KUALA LUMPUR, August 1 — Former Health director-general Tan Sri Dr Mohd Ismail Merican proposed today a compulsory health insurance system to cover rising health care costs.

Dr Ismail said at a talk organised by the Galen Centre for Health and Social Policy that he has advocated for a national health care financing system since 1998 and presented it to three prime ministers.

"You want to have insurance, don’t make it voluntary. Just grit your teeth,” Dr Ismail told reporters after the talk.

"The rate must be minimum and affordable,” he said, when asked what was his suggested insurance premium rate.

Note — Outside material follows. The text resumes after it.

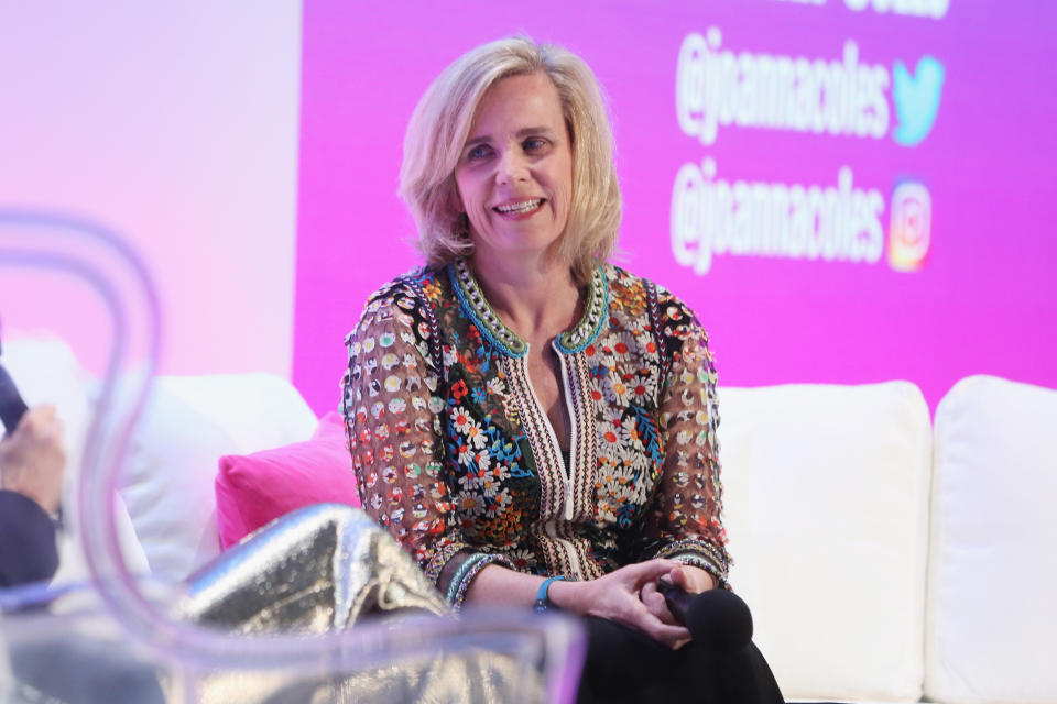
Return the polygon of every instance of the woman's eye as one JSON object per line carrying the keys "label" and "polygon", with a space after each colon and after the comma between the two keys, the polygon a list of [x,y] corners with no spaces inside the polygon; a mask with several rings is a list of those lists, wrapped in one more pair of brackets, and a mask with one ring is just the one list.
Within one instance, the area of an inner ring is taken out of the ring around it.
{"label": "woman's eye", "polygon": [[466,153],[466,158],[469,162],[476,162],[477,160],[487,157],[490,153],[491,153],[490,146],[488,146],[487,144],[478,144],[477,146],[475,146],[473,148],[471,148],[469,152]]}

Dr Ismail, who was Health DG from 2005 to 2011, said that after a national health financing system is introduced, the Health Ministry could be decentralised by creating "area health authorities” to oversee health matters in their own zones.

These six area health authorities — which could be set up in the north, south, east, west, Sabah and Sarawak — would have more autonomy in running health care services and receive funding from an authority under the federal ministry based on a certain formula.

"It’s up to them to manage these funds responsibly without compromising or shortchanging the needs of the people they’re responsible for,” Dr Ismail said at his talk.

"It’s up to you. Money not enough, your business, how you collect money, your business, you make profit, your business. But certain hospitals or certain regions may need more.”

The Health Ministry, he said, would have a smaller role and focus on oversight and issues like policy, standards, regulation and enforcement, public health, research, training, and health care financing.

Dr Ismail explained that area health authorities would manage residents in their own zones so that they wouldn’t have to seek services in other areas.

"If a guy gets a heart attack in Penang, you don’t come to IJN (National Heart Institute). You go to Penang Hospital or any hospital that has cardiac facilities. Why should you come to IJN?

"Unless they cannot do the procedures that are required, then they go to IJN. Otherwise, they can be managed at the cardiac centres within the authority,” he said.

He also said these area health authorities had to raise their own funds instead of asking for more money from the Health Ministry.

"If the area health authority finds you’re not performing, then they’ll change the CEO.”

"So that way, you’re able to manage the people better in that particular region and there will be better utilisation of resources, both in public and private sector in that region,” he said.

Dr Ismail said Malaysia currently only spends 4.2 per cent of the GDP on health care, below the 7 per cent recommendation by the World Health Organisation.

The previous Barisan Nasional government once proposed a national health insurance scheme called 1Care in 2011, purportedly based on the UK’s National Health Service (NHS), but it was scrapped after public outcry.

Health Minister Dzulkefly Ahmad under the new Pakatan Harapan government reportedly said last May that his ministry would request for more allocations.